Despite its tepid entertainment value, swordplay remains a crucial stress-release valve whenever the roof-hopping and mob-infiltration grow stale. The all-conquering counter-kill has been de-fanged, with armored or more agile foes able to block it or retaliate in kind, and there’s an eyewatering new selection of scripted finishing moves, throws and disarms. Fighting is still a grind, though, when you’re surrounded by multiple specimens of one enemy type, and the grander battles that attend on the presence of ready-for-hire mercenaries and thieves are a confusing mash-fest, the AI getting its wires somewhat crossed in the press of bodies.
The option to buy new weapons and armor lends spice to the proceedings, but the effects are rarely more than visual and statistical: a mace handles much like a sword, and a stiletto much like a run-of-the-mill dagger. Similar things might be said of the in-game economy at large, which centres on an upgradeable villa and township Ezio takes possession of after his family’s escape from Florence.
Oil paintings of your victims deck the villa’s halls, together with any passable facsimiles of real-life artworks you might have purchased in your travels. The town is chock-a-block with dilapidated businesses like brothels and blacksmiths, revived with a cash injection or two, and you can lease properties to swell the population.
It’s a good laugh for half an hour, redolent of the lightweight sim-management games which find a ready following on Facebook, but almost completely peripheral, and no competition in any case for the personality-crammed house-keeping antics of Fable II. It’s hard not to wish the developer had given the requisite time and energy over to greater mission depth and variety: this is, or should be, a game about assassination, not treating the local bank to a new coat of paint.

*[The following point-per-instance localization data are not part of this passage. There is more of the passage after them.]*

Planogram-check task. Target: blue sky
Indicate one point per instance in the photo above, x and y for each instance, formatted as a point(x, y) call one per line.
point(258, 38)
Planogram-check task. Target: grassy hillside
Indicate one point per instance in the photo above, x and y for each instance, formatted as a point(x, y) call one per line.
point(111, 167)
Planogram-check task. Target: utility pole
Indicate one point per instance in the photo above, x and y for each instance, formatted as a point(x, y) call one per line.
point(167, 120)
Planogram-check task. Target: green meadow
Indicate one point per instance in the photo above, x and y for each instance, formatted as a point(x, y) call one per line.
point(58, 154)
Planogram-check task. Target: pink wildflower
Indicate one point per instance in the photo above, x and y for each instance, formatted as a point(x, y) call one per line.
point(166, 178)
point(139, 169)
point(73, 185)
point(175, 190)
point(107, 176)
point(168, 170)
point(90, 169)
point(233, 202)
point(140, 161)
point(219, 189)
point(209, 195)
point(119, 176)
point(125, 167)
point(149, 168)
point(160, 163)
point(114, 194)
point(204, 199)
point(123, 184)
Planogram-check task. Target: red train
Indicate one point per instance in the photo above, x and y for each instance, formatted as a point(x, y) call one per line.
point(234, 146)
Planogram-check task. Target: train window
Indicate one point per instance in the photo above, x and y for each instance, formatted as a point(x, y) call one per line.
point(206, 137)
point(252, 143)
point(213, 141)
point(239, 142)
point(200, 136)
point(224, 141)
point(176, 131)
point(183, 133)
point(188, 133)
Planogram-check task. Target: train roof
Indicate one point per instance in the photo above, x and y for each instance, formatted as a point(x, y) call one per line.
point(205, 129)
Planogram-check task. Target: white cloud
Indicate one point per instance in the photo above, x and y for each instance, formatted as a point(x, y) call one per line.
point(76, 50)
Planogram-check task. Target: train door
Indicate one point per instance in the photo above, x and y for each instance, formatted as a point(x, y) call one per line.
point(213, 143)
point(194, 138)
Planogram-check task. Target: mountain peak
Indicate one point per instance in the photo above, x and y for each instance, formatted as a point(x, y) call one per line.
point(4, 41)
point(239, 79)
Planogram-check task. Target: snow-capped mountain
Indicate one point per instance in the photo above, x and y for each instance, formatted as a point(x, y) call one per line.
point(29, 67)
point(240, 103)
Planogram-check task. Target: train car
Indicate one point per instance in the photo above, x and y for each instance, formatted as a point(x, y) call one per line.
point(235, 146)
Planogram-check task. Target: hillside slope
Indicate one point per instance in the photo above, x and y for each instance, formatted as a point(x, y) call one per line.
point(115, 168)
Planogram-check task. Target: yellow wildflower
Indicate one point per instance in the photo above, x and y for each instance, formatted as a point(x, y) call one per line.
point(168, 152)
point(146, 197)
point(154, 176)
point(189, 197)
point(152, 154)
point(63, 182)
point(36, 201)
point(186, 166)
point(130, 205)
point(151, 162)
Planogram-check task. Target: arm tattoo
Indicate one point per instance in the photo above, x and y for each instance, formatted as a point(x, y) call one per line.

However tighter its act, however convincingly it integrates player-imposed logic with a pulsing, subversively organic 15th century milieu, Assassin’s Creed 2 feels a little vacant. The second game in the series is palpably its best, but it trades too heavily on prior successes and introduces comparatively little of actual worth. Despite the poise and purposefulness of the core mechanics, it’s an experiment, tending very noticeably towards a sequel – a sequel in which Ubisoft Montreal can once again sweep out the dross, hone the worthwhile bits and, just perhaps, finally deliver the utterly remarkable experience we were promised back in 2007.